鹿島は、押し黙るしか仕方がなかった。無言で、エレベーターのドアが開くのを待つ。チンと音が鳴り開くドア。
すいっと小梅が先に躍り出た。軽やかな足取りで、くるっと回って鹿島を見る。
「良かったです。大同さんのオススメの料理、ちょっと口に合わなくてっ」
鹿島は、その突然の明るい言葉に、きょとんとしてしまった。
「あんまり美味しくないって言ったんですけど、みんなが美味しい美味しいって言うんです。私の舌がおかしいのかな」
「小梅ちゃん……」
自分への情けなさもあったが、小梅に気を使わせたこともあって、鹿島の気持ちはどん、と落ち込んだ。

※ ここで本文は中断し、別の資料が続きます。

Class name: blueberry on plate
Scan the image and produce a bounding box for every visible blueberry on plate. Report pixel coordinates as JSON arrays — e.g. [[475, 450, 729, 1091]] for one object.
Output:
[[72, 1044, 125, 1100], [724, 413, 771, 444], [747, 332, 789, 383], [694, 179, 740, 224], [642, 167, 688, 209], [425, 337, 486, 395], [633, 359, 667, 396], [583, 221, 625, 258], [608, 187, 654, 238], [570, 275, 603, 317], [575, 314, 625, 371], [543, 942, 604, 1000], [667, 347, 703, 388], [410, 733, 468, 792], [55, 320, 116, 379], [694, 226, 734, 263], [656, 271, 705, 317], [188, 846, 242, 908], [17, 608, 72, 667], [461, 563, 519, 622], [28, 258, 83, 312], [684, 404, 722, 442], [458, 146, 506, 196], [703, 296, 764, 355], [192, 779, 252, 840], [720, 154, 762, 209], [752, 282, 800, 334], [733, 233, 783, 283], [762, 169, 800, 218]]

けれど、鹿島をなんとか笑わせようとする小梅がさらに愛しくなって、鹿島は小梅を抱き締めたい衝動に駆られた。ホテルのロビーで。ホテルのロビーなのに、もう少しで手を伸ばしてしまうところだった。
「送っていくよ」
何もかもを抑えていた。恋心も嫉妬心も、嫌というほどに。
鹿島は今日、恋のままならなさと苦しみを知った。